Дойль не убирал руку с моего плеча. То ли он чувствовал, что это мне нужно, то ли это нужно было ему самому. Я прикрыла его ладонь своей, чтобы ощутить прикосновение его кожи. Он был такой теплый, такой настоящий. Одно его прикосновение уже вселяло в меня уверенность, что все будет хорошо. Что с нами все будет хорошо.

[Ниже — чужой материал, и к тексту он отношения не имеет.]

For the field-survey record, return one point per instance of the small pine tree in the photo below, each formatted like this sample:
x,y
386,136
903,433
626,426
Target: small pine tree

– В нем и сейчас необходимости нет, и вы это понимаете, – сказал Биггс и покачал головой: – Нехорошо с вашей стороны запугивать принцессу перспективой изгнания всех ее стражей.

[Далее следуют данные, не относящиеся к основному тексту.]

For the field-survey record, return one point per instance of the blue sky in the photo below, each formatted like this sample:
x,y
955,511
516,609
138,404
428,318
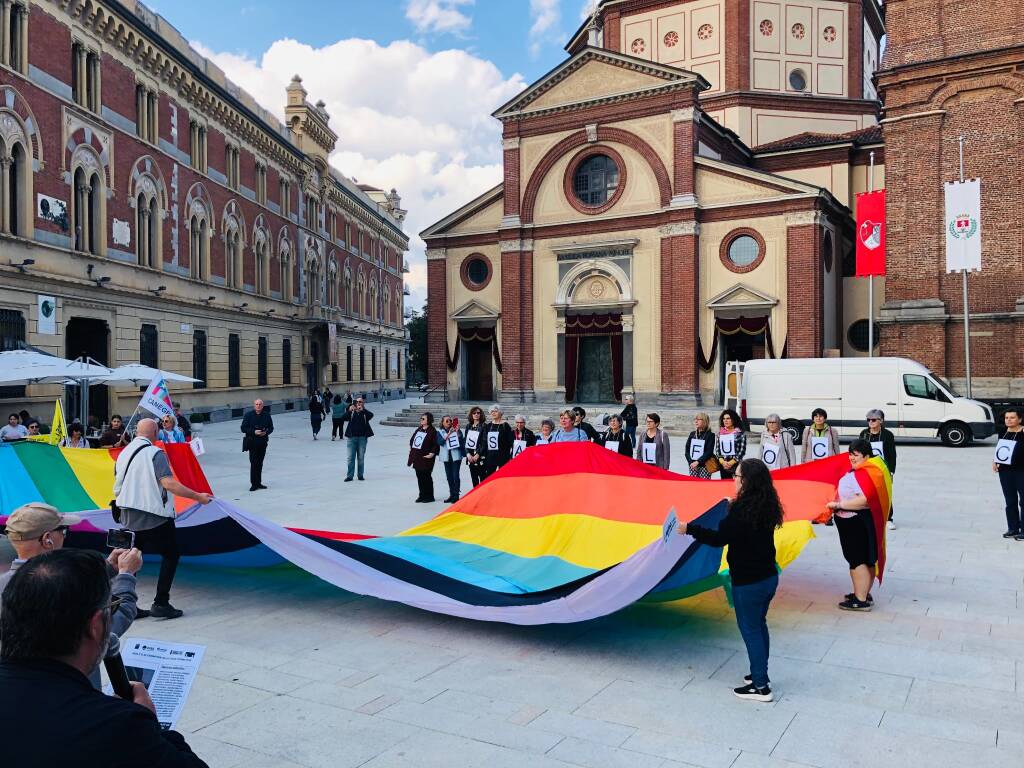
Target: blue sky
x,y
410,84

– Принцесса не кажется запуганной, – сказала Памела Нельсон.
Я уставилась на нее своими трехцветными глазами, и она не выдержала, отвела взгляд.
– Мне угрожают перспективой потерять любимых. Почему вы думаете, что это меня не испугает?
– Должно испугать, – сказала она. – Но по вам не видно, что испугало.
Фармер тронул меня за руку, жестом давая понять: дайте мне говорить за вас. Я откинулась на стуле, поближе к теплому ощущению Дойля за спиной, и предоставила беседу адвокатам.
– Что возвращает нас к упомянутому закону. Королевские особы любого из дворов являются исключением и ему не подлежат.
– Мы и не предлагаем выслать Ее Высочество, – сказал Шелби.
– Но вы понимаете, что предложение подвергнуть всех ее телохранителей своего рода изоляции в пределах страны фейри просто возмутительно.
Шелби кивнул:
– Хорошо, в таком случае не всех, а лишь трех, против кого выдвинуты обвинения. Мы с мистером Кортесом оба являемся полномочными представителями Верховной прокуратуры США. Мы вправе в силу занимаемой должности выслать трех упомянутых лиц в страну фейри до опровержения обвинений.
– Повторю, что закон, каков он есть, не может быть применен к представителям королевского дома любого из дворов фейри, – сказал Фармер.
– А я повторю, что мы ни в коей мере не угрожаем его применением к принцессе Мередит.
– Но речь не о ней.
Шелби обвел взглядом шеренгу наших адвокатов:
– Боюсь, я не улавливаю сути вашего возражения.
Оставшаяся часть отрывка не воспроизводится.